The Half-Way Girl is a 1925 American silent drama film directed by John Francis Dillon that was filmed around the Jersey Shore.

==Plot==
As described in a film magazine review, Poppy La Rue is given a job in the hotel as “private hostess” (generally a silent film era euphemism for prostitute) as an alternative to jail when her theatrical troupe from the United States is stranded and cannot pay the hotel bill in Singapore. She becomes interested in Phil Douglas, a nerve shattered war veteran disgusted with life. Douglas kills “The Crab” in an attempted theft of Douglas’ wallet. He is put on board the ship Mandalay by Poppy despite that the highest police official in India has threatened to send her to Malay Street if she continues to interest herself in Douglas. She is rescued from Malay Street, the red-light district, and put on the Mandalay by Jardine, a plantation owner, who is determined to have Poppy. The vessel catches fire and Poppy rescues Douglas from the ship's hold, and he rescues Poppy from Jardine's advances. They manage to get in a lifeboat just before the ship explodes, and they are picked up by another ship. It is learned that the police official, mentioned, is the father of Douglas, who wants the couple to separate, but finally he accepts Poppy as a daughter-in-law. Poppy and Douglas are married.

==Cast ==
- Doris Kenyon as Poppy La Rue
- Lloyd Hughes as Phil Douglas
- Hobart Bosworth as John Guthrie
- Tully Marshall as The Crab
- Sam Hardy as Jardine
- Charles Wellesley as Gibson
- Martha O'Dwyer as Miss Brown (credited as Martha Madison)
- Sally Crute as Effie

==Crew==
- Directed by: John Francis Dillon
- Cinematography by: George J. Folsey
- Film Editing by: Marion Fairfax
- Art Direction by: Milton Menasco
- Story by: E. Lloyd Sheldon, Joseph F. Poland and Earle Snell

==Production==
The spectacular fire aboard an ocean liner was shot in color, and to make it even more exciting, a leopard also breaks free on the ship. The Corvallis, a 270-foot Design 1004 ship that was one of the many surplus wooden-hulled cargo ships built by the Emergency Fleet Corporation for World War I, was purchased from the United States Government by First National Pictures for a fraction of her original cost. First National Pictures bought her for the sole purpose of blowing her up in The Half-Way Girl.
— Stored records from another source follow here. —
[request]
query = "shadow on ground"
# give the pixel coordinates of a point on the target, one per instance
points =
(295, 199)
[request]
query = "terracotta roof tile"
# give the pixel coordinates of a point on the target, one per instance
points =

In June 1925, under the supervision of the United States Coast Guard, the Corvallis, now renamed for the film as the Mandalay, was towed 45 nmi offshore, loaded with dynamite, and blown up while the cameras rolled. It was claimed that blowing up an actual ship saved $25,000 over the cost of creating the scene using miniatures.

==Preservation==
With no prints of The Half-Way Girl located in any archives, it is a lost film.